Structure of Human Growth Hormone
Short term physical activity stimulates a sharp rise in GH pulse amplitude and the amount of hormone secreted per pulse. More importantly though, exercise stimulates release of GH isoforms with extended half-lifes as compared to normal GH, this will allow for the effects of GH to last longer on target tissues. Some of the most GH release benefits include muscle, bone, and connective tissue growth and remodeling. It also influences the choice of “fuel” during exercise, principally decreasing glucose uptake, increasing free fatty acid mobilization and enhancing liver gluconeogensis (the creation of glycogen). The net metabolic effect on increased exercise-induced GH production preserves plasma glucose concentration for central nervous system and muscle functions. Many of the growth-promoting effects of GH result from actions of an intermediary chemical messenger on different target tissues, rather than direct effect of GH itself. These peptide messengers, produced in the liver, are termed somataodmeials or insulin-like-growth factors because of there similar structure to insulin. These factors exert potent peripheral effects on the motor units of other tissues.

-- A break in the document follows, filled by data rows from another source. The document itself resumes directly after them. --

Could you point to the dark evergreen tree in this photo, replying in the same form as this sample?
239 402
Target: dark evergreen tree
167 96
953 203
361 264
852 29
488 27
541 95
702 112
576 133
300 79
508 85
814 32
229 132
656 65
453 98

The mechanism on how exercise stimulates GH release to improve protein synthesis, and thus muscle hypertrophy (muscles growing in size), and it’s other effects is unknown. One hypothesis says that exercise directly stimulates GH release, or release of somatomedians from the liver or kidneys, which then in turn stimulates anabolic processes. Exercise also may indirectly affect GH by stimulating the cholinergic pathways to trigger GH release.
Trained and sedentary individual show similar increases in GH concentration when they exercise to exhaustion. In contrast though, the sedentary person maintains higher levels of GH for several hours into recovery. During a standard bout of sub-maximal exercise, sedentary individuals have a greater GH response. Because this absolute sub-maximal exercise level represents greater stress for the less fit person. GH release generally relates more to the relative strenuousness of physical effort.
Insulin-Like Growth Factors (IGF)
IGF’s mediates many of GH’s effects. In response to GH simulation, liver synthesize IGF-1, a 70-amino acid poly peptide and IGF-II (a 67-amino acid polypeptide, the total time for this process that requires 9 – 30 hours. IGF’s travel in the blood attached to one of five types of binding proteins for release as a free hormone to interact with specific receptors. The factors that influence IGF transport include the binding proteins within muscle, nutrition status and plasma insulin levels.
The time required for IGF synthesis to GH stimulation affects any IGF appearance during or immediately following exercise. This suggest that it’s release results from disruption of cells already containing IGF. Also, GH-mediated release of IGF with exercise may reflect a different time course than the typically observed in non-exercise conditions.